N Brown Group gains FCA approval for its £191m take-private deal.
- Joshua Alliance, a key figure in the company, drives the acquisition.
- The deal involves acquiring remaining shares controlled by the Alliance family.
- Shareholders offered 40p per share or an unlisted Bidco share.
- The acquisition fulfills a strategic move due to low trade liquidity.
N Brown Group has successfully received approval from the Financial Conduct Authority (FCA) for a £191 million take-private acquisition, marking a significant step forward for the retailer. This deal comes as a result of an agreement made on October 17 between N Brown’s independent directors and Bidco, a company controlled by Joshua Alliance, who is both the non-executive director and the fourth-largest shareholder of N Brown.
The acquisition signifies a pivotal moment for Joshua Alliance, as the Alliance family, holding 53.4% of the shares, will now obtain the remaining shares. By meeting the regulatory condition set by the FCA, N Brown and Bidco expressed their satisfaction with the necessary approval that allows them to advance with their strategic plans. The anticipated Court Sanction Hearing and Effective Date are scheduled for February.

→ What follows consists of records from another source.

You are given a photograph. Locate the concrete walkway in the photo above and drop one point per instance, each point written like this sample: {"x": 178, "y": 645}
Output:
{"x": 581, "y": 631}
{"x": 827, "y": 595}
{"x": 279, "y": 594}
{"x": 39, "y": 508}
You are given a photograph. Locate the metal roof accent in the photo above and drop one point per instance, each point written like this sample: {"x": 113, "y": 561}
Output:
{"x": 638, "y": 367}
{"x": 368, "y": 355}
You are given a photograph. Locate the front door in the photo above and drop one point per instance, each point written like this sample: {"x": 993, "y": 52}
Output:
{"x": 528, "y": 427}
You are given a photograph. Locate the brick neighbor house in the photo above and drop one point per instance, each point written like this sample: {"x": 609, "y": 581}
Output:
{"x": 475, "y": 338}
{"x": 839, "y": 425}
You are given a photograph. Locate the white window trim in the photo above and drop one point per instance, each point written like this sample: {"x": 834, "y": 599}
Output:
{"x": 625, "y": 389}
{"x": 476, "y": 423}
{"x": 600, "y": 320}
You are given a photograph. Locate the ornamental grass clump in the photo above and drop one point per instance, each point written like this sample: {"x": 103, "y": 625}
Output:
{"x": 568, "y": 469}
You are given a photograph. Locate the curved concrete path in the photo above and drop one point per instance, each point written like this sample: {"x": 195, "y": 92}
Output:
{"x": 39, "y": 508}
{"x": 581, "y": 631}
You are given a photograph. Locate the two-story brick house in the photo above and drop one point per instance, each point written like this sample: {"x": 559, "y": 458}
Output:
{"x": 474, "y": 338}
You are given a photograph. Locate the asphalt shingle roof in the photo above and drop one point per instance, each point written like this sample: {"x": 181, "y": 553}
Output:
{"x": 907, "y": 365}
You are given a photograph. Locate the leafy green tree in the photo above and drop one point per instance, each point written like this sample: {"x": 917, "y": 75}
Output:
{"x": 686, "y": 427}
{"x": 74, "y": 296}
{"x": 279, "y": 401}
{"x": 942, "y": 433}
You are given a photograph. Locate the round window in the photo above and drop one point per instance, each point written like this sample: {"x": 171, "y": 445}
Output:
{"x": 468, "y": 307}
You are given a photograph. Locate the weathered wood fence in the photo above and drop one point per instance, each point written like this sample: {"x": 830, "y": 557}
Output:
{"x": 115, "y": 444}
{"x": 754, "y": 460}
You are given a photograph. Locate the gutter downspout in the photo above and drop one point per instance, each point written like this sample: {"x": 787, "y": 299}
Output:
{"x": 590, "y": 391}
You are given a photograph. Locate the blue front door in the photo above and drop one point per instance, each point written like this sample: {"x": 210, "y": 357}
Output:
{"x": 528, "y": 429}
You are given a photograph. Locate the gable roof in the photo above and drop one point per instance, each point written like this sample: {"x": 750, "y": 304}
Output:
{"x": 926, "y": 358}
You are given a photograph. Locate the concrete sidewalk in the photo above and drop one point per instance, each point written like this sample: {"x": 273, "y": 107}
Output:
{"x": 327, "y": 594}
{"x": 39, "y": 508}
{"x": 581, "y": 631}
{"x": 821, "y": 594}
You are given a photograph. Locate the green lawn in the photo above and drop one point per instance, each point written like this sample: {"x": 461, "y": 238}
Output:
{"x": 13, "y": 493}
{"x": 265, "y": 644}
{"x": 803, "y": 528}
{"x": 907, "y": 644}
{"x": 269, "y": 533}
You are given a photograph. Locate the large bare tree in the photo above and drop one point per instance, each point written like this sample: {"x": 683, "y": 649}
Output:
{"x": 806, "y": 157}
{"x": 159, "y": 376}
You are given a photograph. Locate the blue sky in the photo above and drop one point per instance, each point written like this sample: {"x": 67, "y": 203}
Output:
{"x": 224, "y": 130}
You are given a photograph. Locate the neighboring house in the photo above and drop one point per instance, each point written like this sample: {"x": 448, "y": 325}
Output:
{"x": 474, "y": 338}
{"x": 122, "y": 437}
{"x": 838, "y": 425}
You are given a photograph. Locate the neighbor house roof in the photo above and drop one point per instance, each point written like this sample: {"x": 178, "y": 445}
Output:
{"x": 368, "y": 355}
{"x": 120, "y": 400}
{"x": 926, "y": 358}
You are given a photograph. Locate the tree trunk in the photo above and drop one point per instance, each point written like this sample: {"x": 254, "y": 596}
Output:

Under the terms of this acquisition, shareholders of the Jacamo and Simply Be owner will receive 40p per share in cash. Alternatively, shareholders have the option to acquire one unlisted ordinary share in Bidco for each N Brown share they possess. The move is also of interest to Mike Ashley’s Frasers Group, which holds a 20.3% stake in the company.
Joshua Alliance’s involvement with the board dates back to December 2020 when he joined alongside his father, Lord Alliance. With a current stake of 6.6%, Joshua is now set to gain full control over the remaining share capital, positioning the company to potentially benefit more from private ownership.
Bidco has highlighted that the retailer’s current shareholder structure and low trading liquidity have been detrimental, resulting in substantial expenses tied to being publicly traded. Thus, the acquisition is perceived as a strategic shift aimed at enhancing operational efficiency and financial stability.
The approval of N Brown’s acquisition marks a strategic transition from public to private ownership, potentially streamlining operations.